# Insulating Cantilever Containing Water Pipes



## zackz5 (Mar 17, 2012)

Looking for suggestions on how to insulate a cantilever space containing hot/cold supply pipes and a bathroom exhaust vent. Above the cantilever is a bathroom, below is the entrance to my house and on the inside another bathroom. Currently there is only fiberglass, no blocking, no foam, no sealants. The pipes have been there since 1984 and since I live in a middle unit townhouse they will not be moved.

Should I install rigid foam just below the living area sub floor as well as just above the exterior sheathing/ceiling? Also, should I build a rigid foam box around the pipes but then leave the box open to the conditioned air from the house?


----------



## ChiTownPro (May 18, 2014)

What is wrong with the insulation that is there now?


----------



## zackz5 (Mar 17, 2012)

Good question. I am going to replace the ceiling/sheathing. It was sagging three years ago when I bought the home and repaired by the past homeowner at the same time per home inspector recommendations. It is now sagging again so I want to pull it off to see the condition and properly fasten new and thicker plywood. Also, I first got a view of the insulation recently as I am remodeling the bathroom on the level below the cantilever. I saw what appeared to be some type of mildew on the insulation directly below the hot water pipe as seen in the first picture . Figured it would be best to replace the insulation and throw some pipe insulation on the water lines as well.


----------



## Windows on Wash (Aug 30, 2011)

Do not put insulation at the subfloor level. That would lessen the heat sink to that space and those pipes would freeze in a New York second.

Rigid foam or spray foam (spray foam will be much easier for the outside edges) are your friend. 

Move the insulation to the outside wall edge and bottom (i.e. the areas that adjoin the outside air). 

Seal all the gaps and cracks and don't under apply. 

That will keep that space warm and above freezing.


----------



## ChiTownPro (May 18, 2014)

The moisture is coming from the exhaust fan, even though the space is insulated it doesn't look to be conditioned.

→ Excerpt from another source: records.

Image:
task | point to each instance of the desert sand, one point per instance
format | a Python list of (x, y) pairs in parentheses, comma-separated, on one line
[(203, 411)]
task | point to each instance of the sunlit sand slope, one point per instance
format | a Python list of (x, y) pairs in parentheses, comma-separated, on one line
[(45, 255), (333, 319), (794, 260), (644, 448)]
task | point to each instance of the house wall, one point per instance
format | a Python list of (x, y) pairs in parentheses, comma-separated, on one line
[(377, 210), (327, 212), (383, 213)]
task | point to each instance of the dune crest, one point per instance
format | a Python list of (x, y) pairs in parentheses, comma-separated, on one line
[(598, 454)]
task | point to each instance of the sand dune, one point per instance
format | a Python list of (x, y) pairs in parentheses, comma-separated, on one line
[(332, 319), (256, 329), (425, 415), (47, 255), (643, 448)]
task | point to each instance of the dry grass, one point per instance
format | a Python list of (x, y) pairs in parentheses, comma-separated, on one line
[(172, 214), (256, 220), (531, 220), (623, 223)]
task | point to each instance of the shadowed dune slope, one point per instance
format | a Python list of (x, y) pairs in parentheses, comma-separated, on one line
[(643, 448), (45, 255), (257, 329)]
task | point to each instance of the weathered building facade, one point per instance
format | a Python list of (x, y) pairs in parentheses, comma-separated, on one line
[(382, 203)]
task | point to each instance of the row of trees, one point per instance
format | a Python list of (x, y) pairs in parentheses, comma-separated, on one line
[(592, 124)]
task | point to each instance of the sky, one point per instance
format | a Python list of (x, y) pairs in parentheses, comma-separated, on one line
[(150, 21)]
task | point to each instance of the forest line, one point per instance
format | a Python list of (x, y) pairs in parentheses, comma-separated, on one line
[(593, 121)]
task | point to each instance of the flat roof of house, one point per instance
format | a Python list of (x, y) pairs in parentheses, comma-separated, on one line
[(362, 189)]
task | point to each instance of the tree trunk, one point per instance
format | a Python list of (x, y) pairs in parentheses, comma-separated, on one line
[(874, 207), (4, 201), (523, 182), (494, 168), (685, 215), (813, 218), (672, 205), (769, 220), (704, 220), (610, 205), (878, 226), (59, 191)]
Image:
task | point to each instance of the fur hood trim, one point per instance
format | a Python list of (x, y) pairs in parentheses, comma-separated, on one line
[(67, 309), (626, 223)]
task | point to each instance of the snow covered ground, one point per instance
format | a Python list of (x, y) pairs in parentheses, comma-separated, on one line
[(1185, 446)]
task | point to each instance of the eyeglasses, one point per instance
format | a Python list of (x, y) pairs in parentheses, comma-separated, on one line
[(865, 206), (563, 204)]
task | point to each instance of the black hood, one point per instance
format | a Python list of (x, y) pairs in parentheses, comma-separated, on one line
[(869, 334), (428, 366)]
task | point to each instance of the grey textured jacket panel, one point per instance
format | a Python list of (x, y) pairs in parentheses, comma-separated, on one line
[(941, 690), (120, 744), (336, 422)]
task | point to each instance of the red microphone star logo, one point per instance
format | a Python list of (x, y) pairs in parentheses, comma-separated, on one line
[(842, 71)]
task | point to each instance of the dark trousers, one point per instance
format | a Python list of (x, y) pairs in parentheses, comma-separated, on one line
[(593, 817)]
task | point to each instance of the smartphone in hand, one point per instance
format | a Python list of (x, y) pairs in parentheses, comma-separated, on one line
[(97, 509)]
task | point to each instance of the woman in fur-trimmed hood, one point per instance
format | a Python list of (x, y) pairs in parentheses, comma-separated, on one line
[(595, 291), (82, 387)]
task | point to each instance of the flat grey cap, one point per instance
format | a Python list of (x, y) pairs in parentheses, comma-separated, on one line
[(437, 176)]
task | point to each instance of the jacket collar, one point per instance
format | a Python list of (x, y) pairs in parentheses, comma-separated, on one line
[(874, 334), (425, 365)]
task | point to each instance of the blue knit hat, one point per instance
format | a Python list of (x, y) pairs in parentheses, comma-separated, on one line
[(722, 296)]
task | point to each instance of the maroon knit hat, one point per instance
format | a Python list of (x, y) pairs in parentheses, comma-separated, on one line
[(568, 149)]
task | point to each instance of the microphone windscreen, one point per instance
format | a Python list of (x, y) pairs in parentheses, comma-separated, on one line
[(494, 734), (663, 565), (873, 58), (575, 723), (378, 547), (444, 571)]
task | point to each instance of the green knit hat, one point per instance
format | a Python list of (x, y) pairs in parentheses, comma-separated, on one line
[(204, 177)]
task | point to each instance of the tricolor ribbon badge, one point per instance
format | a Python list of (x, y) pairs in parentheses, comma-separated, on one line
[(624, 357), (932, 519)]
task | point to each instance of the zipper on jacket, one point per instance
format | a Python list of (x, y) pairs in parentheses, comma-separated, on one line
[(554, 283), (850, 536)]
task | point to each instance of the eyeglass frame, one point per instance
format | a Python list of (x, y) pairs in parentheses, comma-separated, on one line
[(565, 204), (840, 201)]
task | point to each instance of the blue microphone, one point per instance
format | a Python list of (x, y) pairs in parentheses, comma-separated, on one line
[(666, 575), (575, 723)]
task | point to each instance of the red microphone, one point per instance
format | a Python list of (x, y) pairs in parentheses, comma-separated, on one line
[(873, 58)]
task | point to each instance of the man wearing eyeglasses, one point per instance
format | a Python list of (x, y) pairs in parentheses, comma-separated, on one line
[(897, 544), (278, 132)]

Often a heat duct is run into cantilevered sections to introduce some heat.

I would make sure that the area is sealed (air sealing) and then insulate with properly installed batt insulation. You could get a DIY spray foam kit, but if you are not experienced with spray foam you should attempt it in such a critical area. You can use spray foam to air seal and then rigid foam insulation. You can even seal the rigid with spray foam.

Those are the two methods I would recommend.

Remember air sealing is just as important as insulation.


----------



## Windows on Wash (Aug 30, 2011)

zackz5 said:


> Good question. I am going to replace the ceiling/sheathing. It was sagging three years ago when I bought the home and repaired by the past homeowner at the same time per home inspector recommendations. It is now sagging again so I want to pull it off to see the condition and properly fasten new and thicker plywood. Also, I first got a view of the insulation recently as I am remodeling the bathroom on the level below the cantilever. I saw what appeared to be some type of mildew on the insulation directly below the hot water pipe as seen in the first picture . Figured it would be best to replace the insulation and throw some pipe insulation on the water lines as well.


I missed the part about the ceiling replacement.

That will provide you the perfect time to insulated it properly. 

Best of both worlds would be apply rigid foam to the underside of the framing prior to re-installing the new plywood. 

If you don't mind the slightly lower ceiling height (i.e. by whatever the foam depth is) that is the best route to go. 

Seal all the gaps an cracks once you have it open and you can also install the rigid foam at the outside wall inside of that space. 

No need to buy a spray foam kit if you have that kind of access. Caulking and canned foam will work fine.


----------